Jason Wolf (26m 41s):
It has to come back to me. The conversations that have worked have been in the, t that you have to be very
clear that it’s just not another thing to do, but if you work from the end back in, we want our patients to feel
cared for her, to be heard, to get the best outcomes in order to do that, we need to provide an experience
that enables all of those things to happen. And we have to ensure that our people in our organization have
the resources necessary to enable that to happen at every moment in every interaction. And if we can make
that argument and build backwards from there, it’s not just a, we’re going to go do patient experience
training, but we are actually building the fundamental fibers of the kind of institution kind of organization kind
of care provider’s we wanna be. For everybody in this organization, ’cause you never know where that
experience can go right or wrong.
Jason Wolf (27m 25s):
Right. As you said, it could be the person changing out the garbage. It could be the person parking. It could
be the person that literally wearing your badge in the supermarket that you run into. That’s rude to you.
Right? And so all of those moments matter. And so providing the core skills to ensure that those moments
matter and they matter well in each encounter is so significant. So that’s the way I would approach it. And it
usually advice. I give people, you can’t approach it as just a okay. It’s a thing in my strategy that I need to do,
but it’s really driven towards our broader organizational intent.
Dr.
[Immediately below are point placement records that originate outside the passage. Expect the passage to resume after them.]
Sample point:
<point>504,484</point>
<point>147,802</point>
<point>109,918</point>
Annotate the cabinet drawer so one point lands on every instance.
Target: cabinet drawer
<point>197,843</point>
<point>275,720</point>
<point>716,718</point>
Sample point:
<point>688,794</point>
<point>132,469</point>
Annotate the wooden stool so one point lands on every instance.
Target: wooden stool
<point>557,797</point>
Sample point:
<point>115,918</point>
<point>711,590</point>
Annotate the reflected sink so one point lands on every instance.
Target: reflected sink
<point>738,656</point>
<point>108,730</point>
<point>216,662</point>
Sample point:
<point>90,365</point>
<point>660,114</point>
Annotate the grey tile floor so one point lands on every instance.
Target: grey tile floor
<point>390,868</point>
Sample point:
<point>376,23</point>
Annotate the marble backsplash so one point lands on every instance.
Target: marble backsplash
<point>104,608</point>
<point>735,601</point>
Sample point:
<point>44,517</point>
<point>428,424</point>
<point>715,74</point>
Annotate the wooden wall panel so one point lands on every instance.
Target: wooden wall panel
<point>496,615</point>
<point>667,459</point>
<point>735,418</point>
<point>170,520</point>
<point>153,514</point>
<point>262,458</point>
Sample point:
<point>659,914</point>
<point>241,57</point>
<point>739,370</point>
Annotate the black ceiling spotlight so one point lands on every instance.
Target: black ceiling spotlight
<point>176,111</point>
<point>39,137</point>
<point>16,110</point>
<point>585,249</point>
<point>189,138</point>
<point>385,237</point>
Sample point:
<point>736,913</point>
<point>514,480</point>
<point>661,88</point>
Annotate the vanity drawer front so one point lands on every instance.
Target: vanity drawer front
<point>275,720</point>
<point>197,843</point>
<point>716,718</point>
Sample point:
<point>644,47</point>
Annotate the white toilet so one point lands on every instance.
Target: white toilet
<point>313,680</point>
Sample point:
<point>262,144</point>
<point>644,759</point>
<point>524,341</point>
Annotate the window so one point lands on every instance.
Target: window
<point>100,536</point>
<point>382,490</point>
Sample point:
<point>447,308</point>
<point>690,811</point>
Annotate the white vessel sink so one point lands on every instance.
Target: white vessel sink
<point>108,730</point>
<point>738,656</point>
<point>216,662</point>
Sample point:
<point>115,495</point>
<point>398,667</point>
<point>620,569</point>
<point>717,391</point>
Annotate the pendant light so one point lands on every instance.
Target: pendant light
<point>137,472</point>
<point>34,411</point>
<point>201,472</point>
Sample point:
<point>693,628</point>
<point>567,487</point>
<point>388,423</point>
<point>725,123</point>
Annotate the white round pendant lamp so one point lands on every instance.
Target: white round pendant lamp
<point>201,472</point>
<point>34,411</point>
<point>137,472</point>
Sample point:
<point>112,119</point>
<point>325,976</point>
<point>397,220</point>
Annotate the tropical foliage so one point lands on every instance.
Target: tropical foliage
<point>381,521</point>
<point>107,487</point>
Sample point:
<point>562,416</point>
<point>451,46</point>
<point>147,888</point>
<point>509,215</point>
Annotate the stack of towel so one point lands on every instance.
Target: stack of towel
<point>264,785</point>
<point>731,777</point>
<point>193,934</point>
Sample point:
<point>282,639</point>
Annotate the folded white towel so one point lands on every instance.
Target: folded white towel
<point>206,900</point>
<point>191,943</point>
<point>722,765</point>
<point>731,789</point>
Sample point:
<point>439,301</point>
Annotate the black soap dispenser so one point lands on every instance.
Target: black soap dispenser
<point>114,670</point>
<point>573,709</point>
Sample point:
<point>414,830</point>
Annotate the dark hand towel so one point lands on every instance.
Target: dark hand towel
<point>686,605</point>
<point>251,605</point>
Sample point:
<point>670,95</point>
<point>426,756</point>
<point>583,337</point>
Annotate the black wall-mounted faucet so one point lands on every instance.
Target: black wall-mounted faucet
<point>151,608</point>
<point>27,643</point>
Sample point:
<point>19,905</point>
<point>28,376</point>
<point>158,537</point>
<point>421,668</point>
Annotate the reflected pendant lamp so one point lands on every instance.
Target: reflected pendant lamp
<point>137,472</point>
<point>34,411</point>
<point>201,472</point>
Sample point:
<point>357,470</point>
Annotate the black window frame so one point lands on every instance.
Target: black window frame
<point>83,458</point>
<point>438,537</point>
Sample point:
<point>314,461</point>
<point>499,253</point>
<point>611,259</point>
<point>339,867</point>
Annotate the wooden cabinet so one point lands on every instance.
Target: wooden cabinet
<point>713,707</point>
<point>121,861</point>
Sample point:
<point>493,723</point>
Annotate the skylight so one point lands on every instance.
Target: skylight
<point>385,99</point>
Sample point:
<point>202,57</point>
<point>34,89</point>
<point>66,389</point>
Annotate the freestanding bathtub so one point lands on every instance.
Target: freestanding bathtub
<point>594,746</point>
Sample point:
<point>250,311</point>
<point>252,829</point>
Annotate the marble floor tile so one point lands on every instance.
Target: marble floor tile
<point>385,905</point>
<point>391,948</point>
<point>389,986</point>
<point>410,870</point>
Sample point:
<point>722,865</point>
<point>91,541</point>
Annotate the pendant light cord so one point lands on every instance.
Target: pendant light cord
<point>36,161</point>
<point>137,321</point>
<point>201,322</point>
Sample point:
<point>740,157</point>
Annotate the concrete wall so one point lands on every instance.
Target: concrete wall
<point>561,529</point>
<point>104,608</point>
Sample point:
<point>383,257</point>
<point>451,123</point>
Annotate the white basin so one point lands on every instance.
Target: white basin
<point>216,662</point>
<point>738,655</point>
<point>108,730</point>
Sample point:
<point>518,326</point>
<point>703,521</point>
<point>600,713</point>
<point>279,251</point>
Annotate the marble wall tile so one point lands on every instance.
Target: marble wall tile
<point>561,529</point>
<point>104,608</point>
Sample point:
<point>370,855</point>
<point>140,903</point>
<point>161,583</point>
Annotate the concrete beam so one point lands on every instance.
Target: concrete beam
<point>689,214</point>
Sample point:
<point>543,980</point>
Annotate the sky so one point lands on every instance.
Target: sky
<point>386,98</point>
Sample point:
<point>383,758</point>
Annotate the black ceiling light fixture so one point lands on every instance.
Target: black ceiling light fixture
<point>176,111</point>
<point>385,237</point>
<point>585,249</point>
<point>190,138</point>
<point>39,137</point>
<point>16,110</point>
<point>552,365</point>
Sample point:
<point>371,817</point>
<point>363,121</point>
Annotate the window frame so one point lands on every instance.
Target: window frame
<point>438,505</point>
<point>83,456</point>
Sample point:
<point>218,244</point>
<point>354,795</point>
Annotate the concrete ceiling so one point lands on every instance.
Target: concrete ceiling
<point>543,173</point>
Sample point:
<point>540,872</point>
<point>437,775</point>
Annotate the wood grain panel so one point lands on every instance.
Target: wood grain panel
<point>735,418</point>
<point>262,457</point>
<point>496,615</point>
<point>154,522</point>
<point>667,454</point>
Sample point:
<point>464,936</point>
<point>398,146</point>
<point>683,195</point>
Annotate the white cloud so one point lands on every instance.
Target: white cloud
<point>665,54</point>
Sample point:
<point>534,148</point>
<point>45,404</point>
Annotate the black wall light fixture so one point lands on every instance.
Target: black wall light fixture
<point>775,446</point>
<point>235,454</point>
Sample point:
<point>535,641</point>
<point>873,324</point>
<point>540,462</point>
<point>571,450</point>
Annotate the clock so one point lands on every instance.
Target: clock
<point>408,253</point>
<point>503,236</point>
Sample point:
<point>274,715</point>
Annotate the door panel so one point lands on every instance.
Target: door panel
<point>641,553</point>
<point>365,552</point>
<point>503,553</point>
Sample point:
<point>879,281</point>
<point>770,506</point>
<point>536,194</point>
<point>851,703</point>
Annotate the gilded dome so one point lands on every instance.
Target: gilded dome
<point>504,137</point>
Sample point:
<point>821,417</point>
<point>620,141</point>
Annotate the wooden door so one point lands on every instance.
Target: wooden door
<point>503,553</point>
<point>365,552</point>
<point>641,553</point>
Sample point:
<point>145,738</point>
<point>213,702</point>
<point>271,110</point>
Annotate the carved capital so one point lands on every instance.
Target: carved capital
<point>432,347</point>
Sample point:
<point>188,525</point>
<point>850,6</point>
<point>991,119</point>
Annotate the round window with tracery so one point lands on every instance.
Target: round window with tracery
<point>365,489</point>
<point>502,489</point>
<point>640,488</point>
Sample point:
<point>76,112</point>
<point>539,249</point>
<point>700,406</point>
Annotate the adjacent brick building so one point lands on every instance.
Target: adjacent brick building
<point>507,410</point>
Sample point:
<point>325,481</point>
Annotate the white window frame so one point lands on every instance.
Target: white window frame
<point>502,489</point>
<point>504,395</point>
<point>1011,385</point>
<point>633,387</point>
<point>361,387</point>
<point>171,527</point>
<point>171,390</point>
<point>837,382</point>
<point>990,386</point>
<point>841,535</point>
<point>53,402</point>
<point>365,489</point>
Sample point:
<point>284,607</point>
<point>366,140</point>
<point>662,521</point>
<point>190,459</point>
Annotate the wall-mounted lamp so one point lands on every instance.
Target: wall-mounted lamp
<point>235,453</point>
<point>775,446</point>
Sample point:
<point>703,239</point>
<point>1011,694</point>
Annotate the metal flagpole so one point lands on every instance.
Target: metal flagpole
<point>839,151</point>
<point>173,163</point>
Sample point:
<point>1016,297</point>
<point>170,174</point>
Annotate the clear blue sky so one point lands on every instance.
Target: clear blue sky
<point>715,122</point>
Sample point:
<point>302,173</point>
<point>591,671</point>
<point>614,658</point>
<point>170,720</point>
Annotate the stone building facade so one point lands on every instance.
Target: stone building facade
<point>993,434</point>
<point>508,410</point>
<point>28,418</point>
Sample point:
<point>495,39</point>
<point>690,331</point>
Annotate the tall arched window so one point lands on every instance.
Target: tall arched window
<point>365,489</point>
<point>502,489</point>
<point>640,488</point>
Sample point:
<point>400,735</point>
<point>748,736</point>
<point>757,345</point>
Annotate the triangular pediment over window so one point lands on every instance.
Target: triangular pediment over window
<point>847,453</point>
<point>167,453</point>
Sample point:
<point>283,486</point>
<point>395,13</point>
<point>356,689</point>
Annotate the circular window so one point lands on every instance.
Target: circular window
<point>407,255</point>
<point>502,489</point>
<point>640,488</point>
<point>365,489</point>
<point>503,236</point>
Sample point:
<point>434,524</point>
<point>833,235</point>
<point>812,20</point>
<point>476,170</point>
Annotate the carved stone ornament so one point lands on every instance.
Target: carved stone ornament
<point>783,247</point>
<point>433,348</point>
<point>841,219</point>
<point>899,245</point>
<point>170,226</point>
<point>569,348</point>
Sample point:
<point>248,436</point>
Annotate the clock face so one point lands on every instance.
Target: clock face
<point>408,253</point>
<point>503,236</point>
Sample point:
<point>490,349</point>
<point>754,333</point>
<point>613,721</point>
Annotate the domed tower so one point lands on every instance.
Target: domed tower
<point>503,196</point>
Anthony Orsini (27m 55s):
Absolutely. Where The Orsini Way has been most successful. It, I think the reasons why we do a program on
communication is the cultural change is almost permanent. Yes, because what I try to do is explain to them
while we give them a really cool communication techniques on how to build a rapport. But in the end, they go
home happier with her job, which we have business leaders on this podcast all the time. And employee
engagement is so important. And in the hospital, your nurses and your doctors are in your employees. And
so they’ve left a meaningful relationships with their patients, even if they just met them for four or five
minutes, and everybody loves their job, they go home and it’s infectious, right? It’s just it’s infectious, but we
are still struggling.
Dr. Anthony Orsini (28m 37s):
We’re getting better. I’ll tell you a quick story. We were going to do a communication training program at a
hospital. It won’t tell you what it is, but I got a call right before were ready to do it. And so we have to put it on
hold. And I said, why? And they said, well, one of the nurses, she put a complaint in with the union that she
didn’t want to be forced to take Dr. Orsini’s workshop and her quote was, she said, it wasn’t in her job
description to be nice. And so we’re fighting this, but overall what’s so amazing is that when people start to
understand that it’s not only benefiting the patient, it’s benefiting, your hospital has benefiting you. You are
going to go home happier. And it’s not that hard, right?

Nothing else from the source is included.